Hon KP Chan on Motion to Invoke Power under the Legislative Council (Power and Privilege) Ordinance at the Legislative Council Meeting on 8 February 2012
• At the end of last year, the two power companies were strongly criticized for significant increases in new tariff. Although in the end they have conceded under pressure with readjustments of increases, their corporate images are unavoidably tarnished. At the beginning of last month, Our House Committee has resolved to invoke our power under the Legislative Council (Power and Privilege) Ordinance (LCPPO) to compel the Government to furnish us with documents in support of tariff increases, including their justifications in detail and development plans for the next five years.
• I fully agree that this Council has a duty to oversee services of power companies because they are public utilities. Their tariffs directly affect livelihood but people do not have choice of supplier. Therefore, we have a duty of oversight to ensure there is a right balance between any increase in tariff and reasonableness of investment returns. If the Government and power companies are uncooperative after repeated requests, we do have a case to invoke our power under LCPPO in exercising oversight.
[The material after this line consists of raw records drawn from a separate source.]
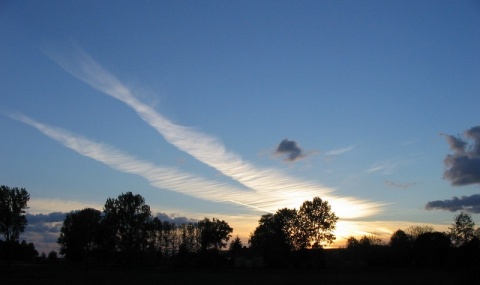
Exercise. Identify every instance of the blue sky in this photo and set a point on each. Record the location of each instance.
(187, 103)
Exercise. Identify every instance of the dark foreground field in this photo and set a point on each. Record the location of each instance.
(59, 274)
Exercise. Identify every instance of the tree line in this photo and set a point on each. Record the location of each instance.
(127, 233)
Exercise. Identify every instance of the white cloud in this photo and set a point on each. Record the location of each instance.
(270, 189)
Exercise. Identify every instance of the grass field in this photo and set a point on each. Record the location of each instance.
(70, 275)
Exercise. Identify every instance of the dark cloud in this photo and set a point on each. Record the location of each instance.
(291, 149)
(46, 218)
(463, 166)
(465, 203)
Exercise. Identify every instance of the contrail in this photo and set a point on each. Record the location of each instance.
(160, 177)
(273, 188)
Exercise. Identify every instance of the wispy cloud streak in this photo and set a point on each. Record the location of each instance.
(273, 189)
(161, 177)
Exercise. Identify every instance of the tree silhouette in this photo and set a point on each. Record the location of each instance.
(317, 222)
(128, 219)
(13, 202)
(463, 229)
(80, 234)
(214, 233)
(235, 245)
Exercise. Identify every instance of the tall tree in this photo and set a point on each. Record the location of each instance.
(129, 218)
(80, 234)
(13, 203)
(214, 233)
(463, 229)
(317, 222)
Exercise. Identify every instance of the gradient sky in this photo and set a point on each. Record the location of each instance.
(233, 109)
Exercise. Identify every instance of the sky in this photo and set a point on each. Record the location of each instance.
(235, 109)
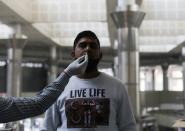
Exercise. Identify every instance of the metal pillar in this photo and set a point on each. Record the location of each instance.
(127, 23)
(165, 76)
(183, 65)
(14, 58)
(52, 73)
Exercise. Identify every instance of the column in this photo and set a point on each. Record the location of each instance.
(15, 45)
(127, 22)
(165, 76)
(183, 65)
(52, 72)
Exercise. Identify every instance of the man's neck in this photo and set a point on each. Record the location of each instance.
(88, 75)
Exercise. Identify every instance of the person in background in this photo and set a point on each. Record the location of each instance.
(17, 108)
(92, 101)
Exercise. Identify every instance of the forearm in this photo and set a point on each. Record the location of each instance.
(12, 109)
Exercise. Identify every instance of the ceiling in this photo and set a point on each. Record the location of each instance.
(57, 22)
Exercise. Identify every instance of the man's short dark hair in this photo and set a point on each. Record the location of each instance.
(86, 33)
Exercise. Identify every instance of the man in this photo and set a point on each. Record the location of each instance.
(92, 101)
(12, 108)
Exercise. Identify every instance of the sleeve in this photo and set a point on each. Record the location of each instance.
(12, 109)
(125, 117)
(52, 119)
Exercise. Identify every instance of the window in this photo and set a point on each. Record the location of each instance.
(175, 78)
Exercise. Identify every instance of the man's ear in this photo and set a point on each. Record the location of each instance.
(101, 55)
(73, 54)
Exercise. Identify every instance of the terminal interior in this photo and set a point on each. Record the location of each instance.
(142, 43)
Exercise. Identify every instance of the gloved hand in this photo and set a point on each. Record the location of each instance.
(78, 66)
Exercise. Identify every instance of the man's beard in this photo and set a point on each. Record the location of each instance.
(92, 65)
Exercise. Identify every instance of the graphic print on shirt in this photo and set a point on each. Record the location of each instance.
(88, 111)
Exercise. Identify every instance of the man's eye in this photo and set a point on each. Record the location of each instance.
(94, 46)
(82, 45)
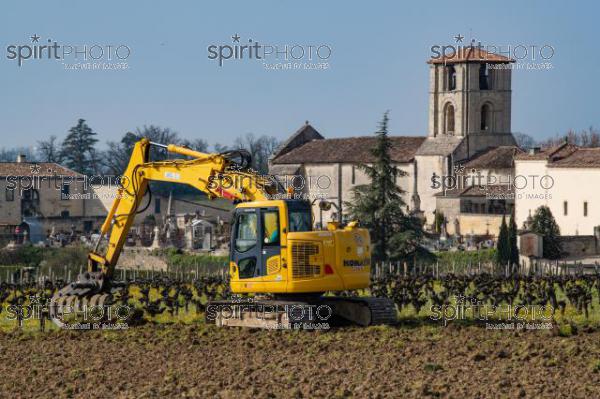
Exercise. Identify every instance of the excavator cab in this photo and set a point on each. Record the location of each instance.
(258, 231)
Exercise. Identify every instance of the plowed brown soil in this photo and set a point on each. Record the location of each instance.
(203, 362)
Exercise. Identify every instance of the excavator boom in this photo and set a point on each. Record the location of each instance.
(274, 249)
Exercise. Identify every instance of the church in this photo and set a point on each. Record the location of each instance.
(469, 134)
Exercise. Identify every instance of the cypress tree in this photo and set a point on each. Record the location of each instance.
(512, 241)
(502, 248)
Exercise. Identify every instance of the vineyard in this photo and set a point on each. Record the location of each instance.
(169, 350)
(569, 301)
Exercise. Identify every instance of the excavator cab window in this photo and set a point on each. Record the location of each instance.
(246, 235)
(300, 216)
(270, 221)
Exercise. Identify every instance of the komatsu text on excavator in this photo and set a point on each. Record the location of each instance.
(274, 252)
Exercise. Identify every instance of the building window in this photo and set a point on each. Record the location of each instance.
(484, 77)
(65, 191)
(486, 117)
(449, 119)
(451, 72)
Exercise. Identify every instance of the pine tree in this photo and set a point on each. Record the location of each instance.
(379, 205)
(502, 247)
(78, 150)
(512, 241)
(544, 224)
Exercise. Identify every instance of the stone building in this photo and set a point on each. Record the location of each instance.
(469, 118)
(563, 178)
(46, 194)
(322, 168)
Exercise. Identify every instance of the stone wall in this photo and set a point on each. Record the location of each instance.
(579, 245)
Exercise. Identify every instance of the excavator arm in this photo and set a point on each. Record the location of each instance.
(217, 175)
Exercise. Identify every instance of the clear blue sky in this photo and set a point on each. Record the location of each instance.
(378, 63)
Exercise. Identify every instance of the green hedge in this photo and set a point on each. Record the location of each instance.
(466, 257)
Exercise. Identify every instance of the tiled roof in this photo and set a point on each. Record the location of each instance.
(551, 153)
(479, 191)
(495, 158)
(46, 169)
(470, 54)
(350, 150)
(440, 145)
(580, 158)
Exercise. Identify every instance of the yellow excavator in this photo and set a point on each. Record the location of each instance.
(275, 254)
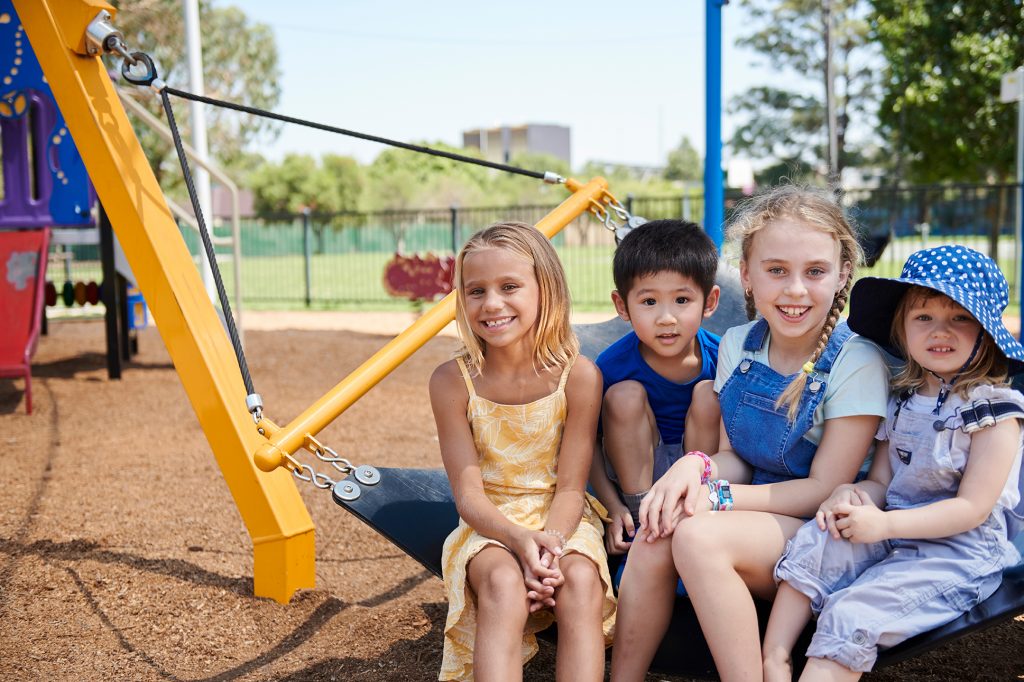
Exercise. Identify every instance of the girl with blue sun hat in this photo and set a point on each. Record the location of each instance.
(926, 537)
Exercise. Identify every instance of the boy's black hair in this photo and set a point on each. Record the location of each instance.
(659, 246)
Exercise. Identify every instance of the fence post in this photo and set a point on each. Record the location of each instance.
(306, 249)
(456, 230)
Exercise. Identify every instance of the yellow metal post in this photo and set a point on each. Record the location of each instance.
(274, 515)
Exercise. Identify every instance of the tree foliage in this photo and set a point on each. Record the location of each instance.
(240, 65)
(791, 125)
(940, 105)
(332, 184)
(684, 164)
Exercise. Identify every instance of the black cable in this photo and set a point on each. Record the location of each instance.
(208, 245)
(352, 133)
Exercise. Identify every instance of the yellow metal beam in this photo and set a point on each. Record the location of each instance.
(274, 515)
(288, 439)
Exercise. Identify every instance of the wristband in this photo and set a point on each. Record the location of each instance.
(720, 495)
(713, 495)
(724, 496)
(706, 476)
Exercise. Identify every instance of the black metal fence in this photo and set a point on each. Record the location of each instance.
(338, 260)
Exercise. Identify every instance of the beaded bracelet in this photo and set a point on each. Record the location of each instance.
(706, 476)
(720, 495)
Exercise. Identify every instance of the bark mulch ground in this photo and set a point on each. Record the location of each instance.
(123, 557)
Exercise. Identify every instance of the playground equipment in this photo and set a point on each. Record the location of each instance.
(411, 507)
(23, 265)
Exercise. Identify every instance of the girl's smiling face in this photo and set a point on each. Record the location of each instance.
(794, 272)
(940, 336)
(502, 296)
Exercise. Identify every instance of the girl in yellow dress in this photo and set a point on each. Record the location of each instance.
(516, 415)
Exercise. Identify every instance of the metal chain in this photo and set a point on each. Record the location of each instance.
(335, 460)
(308, 474)
(346, 488)
(626, 221)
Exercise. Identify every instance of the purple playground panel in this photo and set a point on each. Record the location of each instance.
(44, 179)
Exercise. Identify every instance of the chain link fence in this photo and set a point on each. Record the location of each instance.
(338, 260)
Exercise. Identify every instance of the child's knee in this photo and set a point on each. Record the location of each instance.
(583, 584)
(625, 402)
(503, 587)
(693, 539)
(704, 411)
(650, 558)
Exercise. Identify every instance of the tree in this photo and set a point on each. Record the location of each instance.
(940, 108)
(240, 65)
(684, 163)
(790, 125)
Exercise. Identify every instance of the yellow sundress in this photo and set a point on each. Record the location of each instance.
(518, 448)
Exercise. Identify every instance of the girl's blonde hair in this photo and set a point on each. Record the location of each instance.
(813, 207)
(988, 367)
(555, 343)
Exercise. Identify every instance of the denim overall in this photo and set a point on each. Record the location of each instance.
(762, 434)
(872, 596)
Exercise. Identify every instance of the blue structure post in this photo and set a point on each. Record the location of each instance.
(714, 194)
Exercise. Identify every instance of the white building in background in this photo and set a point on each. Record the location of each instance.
(501, 142)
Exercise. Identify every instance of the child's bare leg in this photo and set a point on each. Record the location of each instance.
(824, 670)
(702, 420)
(579, 603)
(723, 558)
(630, 437)
(502, 607)
(790, 615)
(646, 597)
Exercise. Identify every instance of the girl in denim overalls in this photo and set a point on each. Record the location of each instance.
(801, 398)
(947, 473)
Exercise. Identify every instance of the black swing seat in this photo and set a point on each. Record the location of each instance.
(414, 509)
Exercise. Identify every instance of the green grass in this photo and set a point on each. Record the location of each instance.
(353, 281)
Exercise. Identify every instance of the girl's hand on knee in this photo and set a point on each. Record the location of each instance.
(663, 507)
(827, 515)
(863, 522)
(694, 499)
(529, 547)
(539, 594)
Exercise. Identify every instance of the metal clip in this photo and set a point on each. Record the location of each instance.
(147, 77)
(100, 36)
(254, 403)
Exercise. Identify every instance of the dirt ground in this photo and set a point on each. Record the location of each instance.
(123, 557)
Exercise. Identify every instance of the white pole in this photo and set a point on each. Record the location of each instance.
(194, 48)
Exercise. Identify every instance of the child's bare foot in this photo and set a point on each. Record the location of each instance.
(777, 666)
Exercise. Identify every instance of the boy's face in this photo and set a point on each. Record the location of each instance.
(666, 309)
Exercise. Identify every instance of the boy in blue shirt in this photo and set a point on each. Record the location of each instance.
(658, 400)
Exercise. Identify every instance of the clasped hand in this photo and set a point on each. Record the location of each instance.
(851, 514)
(674, 496)
(538, 553)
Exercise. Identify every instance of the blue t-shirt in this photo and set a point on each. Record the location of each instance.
(669, 400)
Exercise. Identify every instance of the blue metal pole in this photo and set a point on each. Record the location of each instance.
(714, 193)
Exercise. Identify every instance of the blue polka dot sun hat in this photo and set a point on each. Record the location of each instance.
(971, 279)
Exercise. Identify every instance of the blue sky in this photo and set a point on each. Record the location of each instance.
(627, 78)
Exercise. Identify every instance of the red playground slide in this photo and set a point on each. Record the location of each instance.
(23, 273)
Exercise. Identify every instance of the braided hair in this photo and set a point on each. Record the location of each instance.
(816, 208)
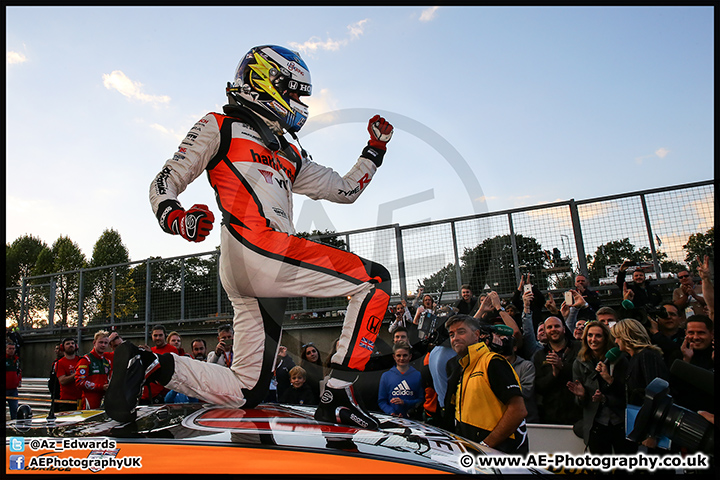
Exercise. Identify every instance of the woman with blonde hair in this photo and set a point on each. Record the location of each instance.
(599, 388)
(646, 364)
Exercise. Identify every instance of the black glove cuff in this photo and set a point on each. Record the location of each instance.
(164, 209)
(374, 154)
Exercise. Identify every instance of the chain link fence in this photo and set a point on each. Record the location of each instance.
(489, 251)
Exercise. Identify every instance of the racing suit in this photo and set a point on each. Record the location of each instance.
(261, 261)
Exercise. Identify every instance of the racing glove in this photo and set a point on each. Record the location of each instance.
(380, 133)
(193, 225)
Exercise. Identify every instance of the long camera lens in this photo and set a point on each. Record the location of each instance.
(660, 417)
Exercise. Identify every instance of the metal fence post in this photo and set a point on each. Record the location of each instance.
(579, 243)
(147, 299)
(513, 241)
(458, 270)
(646, 215)
(401, 262)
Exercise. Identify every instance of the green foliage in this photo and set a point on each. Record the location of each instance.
(699, 245)
(491, 263)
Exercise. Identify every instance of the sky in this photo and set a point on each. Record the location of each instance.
(493, 108)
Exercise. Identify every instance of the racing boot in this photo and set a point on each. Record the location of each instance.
(132, 368)
(338, 405)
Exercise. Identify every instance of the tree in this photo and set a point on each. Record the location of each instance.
(20, 259)
(64, 256)
(617, 251)
(109, 292)
(698, 246)
(492, 263)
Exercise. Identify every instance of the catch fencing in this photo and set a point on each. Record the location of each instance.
(489, 251)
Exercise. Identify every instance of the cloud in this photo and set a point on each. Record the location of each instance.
(117, 80)
(314, 44)
(428, 14)
(321, 102)
(12, 58)
(661, 152)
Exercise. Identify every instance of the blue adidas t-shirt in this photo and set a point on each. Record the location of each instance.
(407, 386)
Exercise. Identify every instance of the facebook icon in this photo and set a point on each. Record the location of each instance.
(17, 462)
(17, 444)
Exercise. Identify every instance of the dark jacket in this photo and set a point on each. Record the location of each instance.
(585, 372)
(556, 403)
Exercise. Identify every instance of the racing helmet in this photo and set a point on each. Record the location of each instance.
(266, 80)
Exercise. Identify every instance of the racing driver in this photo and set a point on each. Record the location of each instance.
(254, 171)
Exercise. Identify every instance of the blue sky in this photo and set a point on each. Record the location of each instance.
(494, 108)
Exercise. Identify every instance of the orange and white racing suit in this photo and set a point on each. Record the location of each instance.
(261, 261)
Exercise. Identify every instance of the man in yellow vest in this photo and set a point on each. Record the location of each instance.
(489, 407)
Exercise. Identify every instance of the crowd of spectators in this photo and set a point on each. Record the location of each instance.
(579, 363)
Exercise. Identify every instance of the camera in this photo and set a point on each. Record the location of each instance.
(660, 417)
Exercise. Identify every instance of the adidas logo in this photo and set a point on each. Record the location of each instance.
(402, 389)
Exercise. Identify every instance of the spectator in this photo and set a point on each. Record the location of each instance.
(531, 341)
(537, 300)
(579, 328)
(591, 297)
(312, 363)
(600, 390)
(160, 344)
(525, 370)
(688, 297)
(199, 349)
(13, 377)
(401, 387)
(12, 333)
(606, 315)
(643, 293)
(489, 408)
(468, 304)
(703, 270)
(427, 307)
(402, 317)
(368, 382)
(65, 371)
(571, 313)
(154, 392)
(299, 392)
(115, 339)
(175, 340)
(646, 364)
(697, 349)
(666, 333)
(53, 384)
(93, 371)
(284, 364)
(222, 355)
(437, 362)
(553, 370)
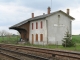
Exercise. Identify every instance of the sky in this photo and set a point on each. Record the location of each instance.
(15, 11)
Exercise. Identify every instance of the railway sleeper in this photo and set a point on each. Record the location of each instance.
(29, 55)
(10, 56)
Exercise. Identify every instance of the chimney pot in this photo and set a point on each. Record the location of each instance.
(32, 15)
(49, 9)
(68, 11)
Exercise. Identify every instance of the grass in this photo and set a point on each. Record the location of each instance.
(15, 39)
(76, 38)
(9, 40)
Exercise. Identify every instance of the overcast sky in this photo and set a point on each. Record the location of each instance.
(15, 11)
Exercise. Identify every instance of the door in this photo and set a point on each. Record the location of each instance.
(32, 39)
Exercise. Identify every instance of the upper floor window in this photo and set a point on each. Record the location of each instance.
(36, 37)
(32, 26)
(36, 25)
(41, 24)
(41, 37)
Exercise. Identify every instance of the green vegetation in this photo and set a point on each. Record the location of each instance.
(76, 38)
(15, 39)
(9, 40)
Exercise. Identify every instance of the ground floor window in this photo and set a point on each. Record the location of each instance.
(32, 38)
(36, 37)
(41, 37)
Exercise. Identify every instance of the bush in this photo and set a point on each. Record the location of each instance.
(67, 41)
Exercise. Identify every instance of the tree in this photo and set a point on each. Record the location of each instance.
(67, 41)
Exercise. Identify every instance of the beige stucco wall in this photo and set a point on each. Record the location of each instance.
(57, 27)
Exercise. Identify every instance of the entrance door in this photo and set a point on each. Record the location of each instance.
(32, 38)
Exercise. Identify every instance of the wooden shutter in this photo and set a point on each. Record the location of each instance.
(32, 38)
(41, 37)
(36, 37)
(32, 26)
(36, 25)
(41, 25)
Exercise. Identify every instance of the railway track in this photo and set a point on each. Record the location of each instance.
(37, 53)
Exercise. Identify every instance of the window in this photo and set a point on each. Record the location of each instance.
(36, 37)
(32, 26)
(36, 25)
(41, 25)
(32, 38)
(41, 37)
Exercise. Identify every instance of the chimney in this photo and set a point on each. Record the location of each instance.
(68, 11)
(49, 9)
(32, 15)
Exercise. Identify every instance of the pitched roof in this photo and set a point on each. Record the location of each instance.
(38, 17)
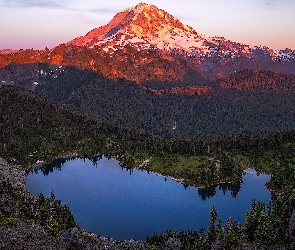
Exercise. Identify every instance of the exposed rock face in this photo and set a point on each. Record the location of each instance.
(144, 43)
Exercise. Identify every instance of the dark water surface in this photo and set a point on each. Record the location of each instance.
(110, 201)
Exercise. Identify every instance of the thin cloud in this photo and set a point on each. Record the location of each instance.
(274, 3)
(33, 3)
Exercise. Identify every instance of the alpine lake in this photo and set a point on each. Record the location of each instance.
(109, 200)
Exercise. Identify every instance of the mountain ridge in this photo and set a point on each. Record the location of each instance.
(144, 43)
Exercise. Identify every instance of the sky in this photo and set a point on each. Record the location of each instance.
(26, 24)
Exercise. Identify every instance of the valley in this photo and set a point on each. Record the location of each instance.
(156, 96)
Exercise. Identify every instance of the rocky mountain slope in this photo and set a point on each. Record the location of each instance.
(144, 43)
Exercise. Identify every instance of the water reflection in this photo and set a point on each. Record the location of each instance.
(204, 193)
(112, 201)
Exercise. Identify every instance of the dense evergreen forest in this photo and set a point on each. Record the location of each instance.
(34, 128)
(261, 102)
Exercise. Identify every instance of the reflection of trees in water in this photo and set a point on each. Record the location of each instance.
(57, 164)
(206, 193)
(233, 188)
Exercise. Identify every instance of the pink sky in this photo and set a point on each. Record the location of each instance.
(47, 23)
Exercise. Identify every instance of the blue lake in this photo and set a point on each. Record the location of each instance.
(109, 200)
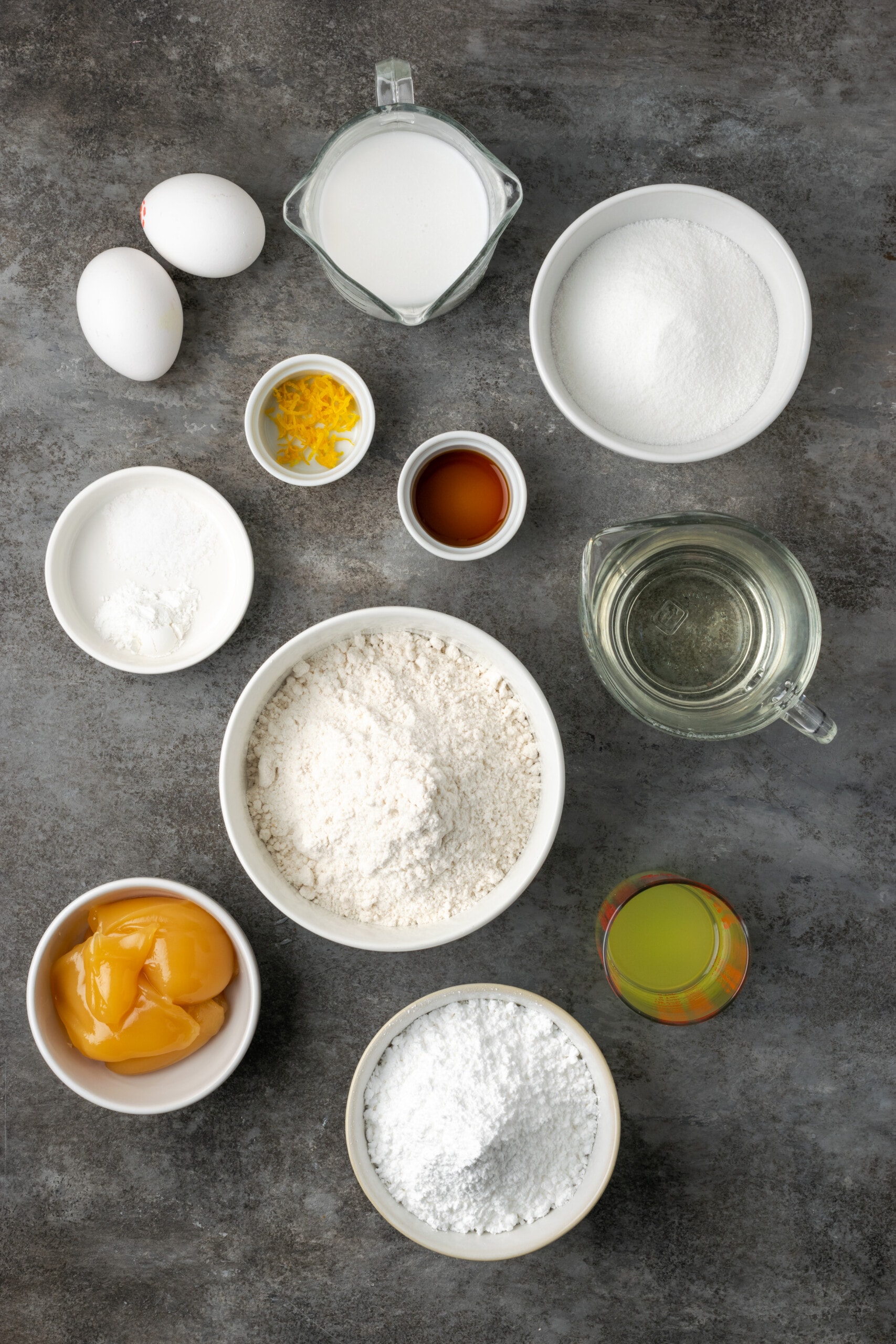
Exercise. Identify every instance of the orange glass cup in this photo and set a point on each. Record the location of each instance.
(722, 954)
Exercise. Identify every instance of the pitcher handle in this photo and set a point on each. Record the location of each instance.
(805, 717)
(394, 82)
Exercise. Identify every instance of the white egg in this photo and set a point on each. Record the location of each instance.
(203, 225)
(131, 313)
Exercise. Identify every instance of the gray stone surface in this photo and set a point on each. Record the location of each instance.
(754, 1193)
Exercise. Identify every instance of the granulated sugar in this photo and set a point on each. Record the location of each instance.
(481, 1116)
(664, 331)
(393, 779)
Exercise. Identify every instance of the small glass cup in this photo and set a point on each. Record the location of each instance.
(702, 625)
(397, 111)
(719, 956)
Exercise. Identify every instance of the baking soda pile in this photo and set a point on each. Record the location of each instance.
(393, 779)
(156, 537)
(481, 1116)
(664, 331)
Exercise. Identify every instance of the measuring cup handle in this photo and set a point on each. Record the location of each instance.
(394, 82)
(808, 718)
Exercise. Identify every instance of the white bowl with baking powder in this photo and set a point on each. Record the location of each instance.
(262, 435)
(80, 573)
(746, 227)
(167, 1089)
(251, 851)
(525, 1237)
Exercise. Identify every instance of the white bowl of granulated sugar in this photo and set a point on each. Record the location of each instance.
(671, 323)
(483, 1122)
(392, 779)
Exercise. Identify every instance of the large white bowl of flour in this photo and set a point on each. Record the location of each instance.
(244, 828)
(687, 206)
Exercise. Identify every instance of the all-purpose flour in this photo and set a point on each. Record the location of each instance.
(393, 779)
(481, 1116)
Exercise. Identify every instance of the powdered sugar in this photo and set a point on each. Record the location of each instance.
(147, 623)
(664, 331)
(481, 1116)
(394, 780)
• In the wake of intense political pressure, both the Government and power companies have conceded and agreed to furnish relevant information. A document list is also submitted to demonstrate their good faith in resolving the dispute. This is encouraging. However, some learned colleagues are still skeptical. They argue that power companies are only yielding to the threat of LCPPO and what they would eventually disclose to the public is a different matter.
• I am not a member of the Panel on Economic Development, but I have read relevant documents and attended the closed door meeting. Of course, classified information may not be revealed to the public but these documents show that tariff adjustments of this year are driven by forecast rise in fuel cost. It is the Government’s duty to verify these estimates and ensure that they are sound, reasonable and accurate.
• I always consider LCPPO as extraordinary power entrusted to this Council. It should not be invoked indiscriminately or without good cause. It is a reserved power under exceptional circumstances when there is a matter of considerable public interest and there is no better means of finding out the truth for the benefit of society. We must ensure that such power would not be abused.
• On the other hand, Hong Kong is a business society. According to international practice, privileged commercial information should be protected and respected. Power companies are public utilities and thus subject to public oversight. Yet, they are listed businesses as well and their legal rights should also be safeguarded. If this Council intends to invoke LCPPO, we must have full justification. Otherwise, Hong Kong might lose it appeal to international investors.
• In my views, therefore, as both the Government and power companies have offered to furnish related information, we should leave it to the Panel on Economic Development to follow up and examine it. If power companies refuse to provide crucial information or withhold data, we would have a stronger and justifiable case to consider invoking LCPPO.
• Many learned colleagues are questioning the need of the five-year development plans. I trust that specialists in the Government are best qualified to analyze those figures and challenge their reliability. As such public interest would be safeguarded.